A whole new world! A dazzling place you’ve never been! Or so goes the song, but if you’ve ever been to the Americas, North or South, you actually have been there.
Here at last we come to the sorts of animals we imagine when we think of primates — the monkeys. And let me tell you, there are a lot of different monkeys out there. Most of the warm places in the world are crammed full of them. But one type of monkey is not quite like another. Scientists who work on these sorts of things have divided monkeys into two major groups — the old world monkeys, those that evolved in Africa and Asia; and the new world monkeys, those that evolved in central and South America.
The two groups split apart about 40 million years ago, but the curious thing is how that came to happen. After all, 40 million years ago there was no known connection between South America and Africa or Asia. We know that monkeys originally developed in the old world, so how did they come to be in the new?
The obvious thought is that they crossed the land bridge that once existed between Russia and Alaska, the same way humans eventually did, but we don’t think that’s what happened. There is absolutely zero fossil evidence to suggest that monkeys ever moved through North America or Siberia. And besides, North and South America were not yet connected, and wouldn’t be for tens of millions of years, so if monkeys had come through North America they would have been forced to stay there for a long time. As far as we know, that’s not what happened.
But there’s another way they could have made the journey. We have no way to know for certain, but the idea is that those ancient monkey pioneers that made the trip to South America to become a new type of monkey actually came from Africa, and crossed the Atlantic Ocean.
Now the Atlantic Ocean is very big, so I understand if you’re skeptical. It’s not as though the monkeys of 40 million years ago could build boats. But remember that South America and Africa are moving apart from one another, which means that the Atlantic was quite a bit smaller back then. It was still, however, a very formidable stretch of ocean, on the order of a thousand miles wide, if not wider.
The current theory goes that there existed at that time a number of islands between Africa and South America, stretching across that growing ocean. This is certainly possible, and the ocean levels of the world were a bit lower back then as well, so there may have been islands. The monkeys may have more or less accidentally crossed them over the course of many thousands of years, populations swept westward on floating debris and material with the currents (which were also different then than they are today).
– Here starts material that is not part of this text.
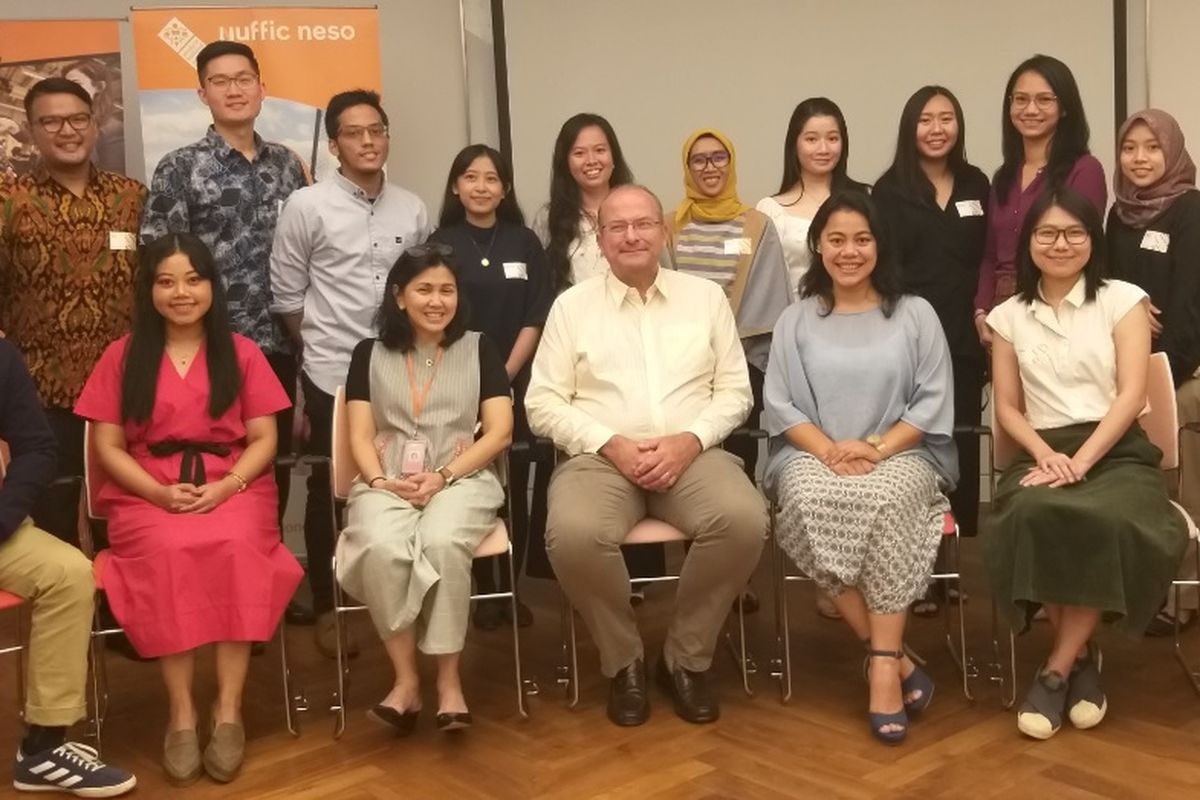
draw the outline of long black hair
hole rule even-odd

So it came to be that monkeys, those adaptable, adorable, terrible creatures, set foot on a brave new world and took to the great jungles of South and central America. But what makes a new world monkey special, besides its geographic location?
New world monkeys are typically a little smaller than their old world counterparts, but the nose is where it’s at. Just as we split wet-nosed primates apart form dry-nosed primates, monkeys too are divided by what’s around their nostrils. New world monkeys have flatter, more narrow noses than the old world variety, and their nostrils face to the side instead of down or straight ahead. The new world monkeys also have prehensile, grasping tails, while the old world monkeys are stuck with tails that can’t grasp a thing. To balance this out, most new world monkeys do not have opposable thumbs, either, while the old world monkeys — and by common evolutionary ancestry, us — all have that useful trait.
There are five families in the new world monkey group, and we will examine each of them in their turn. Among them we will find monkeys that swing, monkeys that howl, and the smallest monkey in the world. The new world monkeys are unconscionably addicted to trees, and they show it in some of their names. We’ll have squirrel monkeys, owl monkeys, spider monkeys, and more. But enough with the introduction. It’s time to monkey around.